Half – Janu Sirasana

This stretch works on lengthening the adductor muscles and all the fascial connections up into the pelvic floor. This is great if there is a history of chronic scaring post surgery. Go gentle.

Happy baby pose

This is a modification of the happy pose in yoga. It might get some funny looks but when performed gently separates the attachment points of the superficial transverse perineal muscle and gives it a lovely gentle stretch. It also a great place to observe how when you inhale you can feel the pelvic floor lengthen like a balloon being blown up which then relaxes as you exhale.

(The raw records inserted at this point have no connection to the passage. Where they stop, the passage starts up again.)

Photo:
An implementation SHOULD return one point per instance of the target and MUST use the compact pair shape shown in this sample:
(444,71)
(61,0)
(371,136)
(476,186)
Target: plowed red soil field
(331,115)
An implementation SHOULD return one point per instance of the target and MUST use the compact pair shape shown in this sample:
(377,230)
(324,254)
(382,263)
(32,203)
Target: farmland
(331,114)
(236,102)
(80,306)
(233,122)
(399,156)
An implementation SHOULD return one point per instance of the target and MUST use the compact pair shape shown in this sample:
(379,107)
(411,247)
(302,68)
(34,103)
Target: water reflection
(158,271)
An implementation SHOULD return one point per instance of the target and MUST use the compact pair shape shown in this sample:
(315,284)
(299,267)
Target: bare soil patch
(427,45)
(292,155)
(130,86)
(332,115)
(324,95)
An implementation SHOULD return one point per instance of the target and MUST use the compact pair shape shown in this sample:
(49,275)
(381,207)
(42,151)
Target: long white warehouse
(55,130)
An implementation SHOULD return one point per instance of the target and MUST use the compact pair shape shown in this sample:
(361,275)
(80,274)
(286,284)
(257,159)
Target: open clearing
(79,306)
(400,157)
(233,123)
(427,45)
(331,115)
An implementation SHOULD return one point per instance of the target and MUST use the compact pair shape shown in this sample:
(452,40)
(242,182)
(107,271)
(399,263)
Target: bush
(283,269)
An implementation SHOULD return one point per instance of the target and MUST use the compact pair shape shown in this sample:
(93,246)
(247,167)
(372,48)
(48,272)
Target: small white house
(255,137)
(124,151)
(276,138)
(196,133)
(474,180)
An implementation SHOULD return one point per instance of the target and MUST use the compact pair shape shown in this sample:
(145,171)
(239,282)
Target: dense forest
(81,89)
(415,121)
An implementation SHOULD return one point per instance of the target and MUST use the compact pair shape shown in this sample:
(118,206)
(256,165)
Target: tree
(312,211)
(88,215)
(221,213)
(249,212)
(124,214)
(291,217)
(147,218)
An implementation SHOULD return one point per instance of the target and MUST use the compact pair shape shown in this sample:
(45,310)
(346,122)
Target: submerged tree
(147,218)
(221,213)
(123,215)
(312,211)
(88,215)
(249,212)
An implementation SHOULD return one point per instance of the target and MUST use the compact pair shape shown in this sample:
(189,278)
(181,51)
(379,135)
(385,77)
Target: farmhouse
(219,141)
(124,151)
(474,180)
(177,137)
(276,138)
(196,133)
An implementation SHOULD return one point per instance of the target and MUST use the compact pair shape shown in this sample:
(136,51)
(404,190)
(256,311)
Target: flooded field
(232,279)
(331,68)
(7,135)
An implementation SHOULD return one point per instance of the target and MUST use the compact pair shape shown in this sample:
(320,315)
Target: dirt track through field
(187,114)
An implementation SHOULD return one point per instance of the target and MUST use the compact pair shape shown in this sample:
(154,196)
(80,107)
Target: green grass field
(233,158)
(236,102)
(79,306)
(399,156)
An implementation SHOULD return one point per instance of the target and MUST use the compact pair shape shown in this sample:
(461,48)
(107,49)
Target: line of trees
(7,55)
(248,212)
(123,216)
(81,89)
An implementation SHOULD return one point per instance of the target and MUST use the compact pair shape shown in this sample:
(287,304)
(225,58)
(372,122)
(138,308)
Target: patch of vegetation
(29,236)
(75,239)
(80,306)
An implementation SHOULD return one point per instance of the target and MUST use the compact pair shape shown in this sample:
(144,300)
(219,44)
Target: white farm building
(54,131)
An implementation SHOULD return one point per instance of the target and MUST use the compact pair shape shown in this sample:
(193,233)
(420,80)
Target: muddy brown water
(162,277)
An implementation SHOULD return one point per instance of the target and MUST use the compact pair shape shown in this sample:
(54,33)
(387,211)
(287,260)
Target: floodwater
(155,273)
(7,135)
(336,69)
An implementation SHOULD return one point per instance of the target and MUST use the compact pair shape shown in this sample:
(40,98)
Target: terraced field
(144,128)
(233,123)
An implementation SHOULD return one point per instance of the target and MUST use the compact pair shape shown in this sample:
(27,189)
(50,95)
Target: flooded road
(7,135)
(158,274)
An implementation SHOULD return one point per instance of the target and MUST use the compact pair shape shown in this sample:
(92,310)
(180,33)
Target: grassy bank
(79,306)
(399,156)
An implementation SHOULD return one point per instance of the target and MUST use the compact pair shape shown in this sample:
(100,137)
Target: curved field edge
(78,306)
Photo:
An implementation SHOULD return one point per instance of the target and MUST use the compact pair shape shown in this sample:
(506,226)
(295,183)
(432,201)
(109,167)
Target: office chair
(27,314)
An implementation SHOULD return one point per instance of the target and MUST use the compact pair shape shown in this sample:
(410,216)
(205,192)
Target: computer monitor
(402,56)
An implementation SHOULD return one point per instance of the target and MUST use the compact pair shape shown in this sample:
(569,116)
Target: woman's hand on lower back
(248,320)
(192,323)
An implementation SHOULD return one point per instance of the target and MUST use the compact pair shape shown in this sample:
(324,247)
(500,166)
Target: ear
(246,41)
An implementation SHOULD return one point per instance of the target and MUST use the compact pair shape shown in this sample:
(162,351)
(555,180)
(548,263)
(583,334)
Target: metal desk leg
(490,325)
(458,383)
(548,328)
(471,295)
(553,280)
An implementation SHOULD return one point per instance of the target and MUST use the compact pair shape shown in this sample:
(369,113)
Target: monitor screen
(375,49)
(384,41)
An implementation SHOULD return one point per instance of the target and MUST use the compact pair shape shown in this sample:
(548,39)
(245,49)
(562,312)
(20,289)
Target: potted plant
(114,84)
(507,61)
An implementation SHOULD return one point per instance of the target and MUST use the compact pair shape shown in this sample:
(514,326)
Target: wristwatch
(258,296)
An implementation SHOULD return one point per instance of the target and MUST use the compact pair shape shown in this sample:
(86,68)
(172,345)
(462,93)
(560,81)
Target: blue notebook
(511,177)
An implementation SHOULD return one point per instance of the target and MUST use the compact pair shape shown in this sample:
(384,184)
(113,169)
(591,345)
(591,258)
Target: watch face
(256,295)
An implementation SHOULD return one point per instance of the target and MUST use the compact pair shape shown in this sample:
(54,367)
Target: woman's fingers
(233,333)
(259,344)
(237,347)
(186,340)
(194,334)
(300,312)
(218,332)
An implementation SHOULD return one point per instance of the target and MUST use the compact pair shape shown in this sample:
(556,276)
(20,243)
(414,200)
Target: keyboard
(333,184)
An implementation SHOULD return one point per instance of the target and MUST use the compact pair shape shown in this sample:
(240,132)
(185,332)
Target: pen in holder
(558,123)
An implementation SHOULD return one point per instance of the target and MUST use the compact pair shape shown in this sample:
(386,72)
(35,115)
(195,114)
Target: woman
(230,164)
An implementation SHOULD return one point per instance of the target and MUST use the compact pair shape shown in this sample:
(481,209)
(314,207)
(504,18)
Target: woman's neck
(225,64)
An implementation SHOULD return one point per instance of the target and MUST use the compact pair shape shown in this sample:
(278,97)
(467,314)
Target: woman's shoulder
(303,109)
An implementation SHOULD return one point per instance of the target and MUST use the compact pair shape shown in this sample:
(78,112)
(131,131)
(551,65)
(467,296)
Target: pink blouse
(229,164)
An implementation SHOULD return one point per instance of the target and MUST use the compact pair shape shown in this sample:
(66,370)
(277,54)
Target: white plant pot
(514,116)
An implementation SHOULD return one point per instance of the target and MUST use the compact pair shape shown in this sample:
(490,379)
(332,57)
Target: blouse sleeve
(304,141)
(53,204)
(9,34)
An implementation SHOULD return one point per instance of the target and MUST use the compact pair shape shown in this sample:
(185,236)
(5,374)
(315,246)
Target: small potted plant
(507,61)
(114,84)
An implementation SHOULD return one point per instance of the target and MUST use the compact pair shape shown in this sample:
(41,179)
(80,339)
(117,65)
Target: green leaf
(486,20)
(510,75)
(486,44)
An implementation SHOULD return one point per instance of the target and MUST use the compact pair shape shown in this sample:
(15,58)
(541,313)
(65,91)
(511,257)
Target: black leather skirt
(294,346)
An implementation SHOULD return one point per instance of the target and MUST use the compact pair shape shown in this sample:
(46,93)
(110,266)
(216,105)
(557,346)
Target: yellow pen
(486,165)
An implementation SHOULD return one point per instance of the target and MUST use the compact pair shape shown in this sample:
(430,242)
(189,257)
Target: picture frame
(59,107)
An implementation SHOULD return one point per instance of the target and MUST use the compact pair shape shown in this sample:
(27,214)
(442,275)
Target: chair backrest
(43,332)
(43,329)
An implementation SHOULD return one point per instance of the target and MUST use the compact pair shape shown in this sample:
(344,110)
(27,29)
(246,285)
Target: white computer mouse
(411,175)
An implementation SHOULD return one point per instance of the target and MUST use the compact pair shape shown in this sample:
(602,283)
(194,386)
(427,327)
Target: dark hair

4 point kneeling adductor PAILs

This is similar to a happy baby pose but in kneeling. When approached methodically it allows us to introduce load to the injured area while staying within the capacity of the damaged tissue. It is a little like training in the gym. Over do it and the body suffers; under do it and nothing happens at all; hit the sweet spot and your body adapts by getting stronger and fitter.

Shift/lateral lunge

The final video is ‘shift phase’ from anatomy in motion. This is not only a whole body exercise but is the first one which lengthens the adductors in the frontal plane (from side to side) but also in the sagittal plane (by tucking the pelvis under into a light posterior tilt). With a little playful exploration this posterior tilt can give the most lovely deep stretch. Its a little like hearing a note played on a violin compared to the same note on a cello. It just feels deep and heavenly. Add a little rotation to open up the inguinal area at the front of the hip and this somewhat complicated exercise can be right on the money.

Conclusion

“If you do not move it you loose it.”

Don’t let your pelvic floor hold you back and stop you from moving. A little gentle, pain free movement exploration can often create a ‘safe space’ where your pelvis can once again be reunited back with the rest of the body.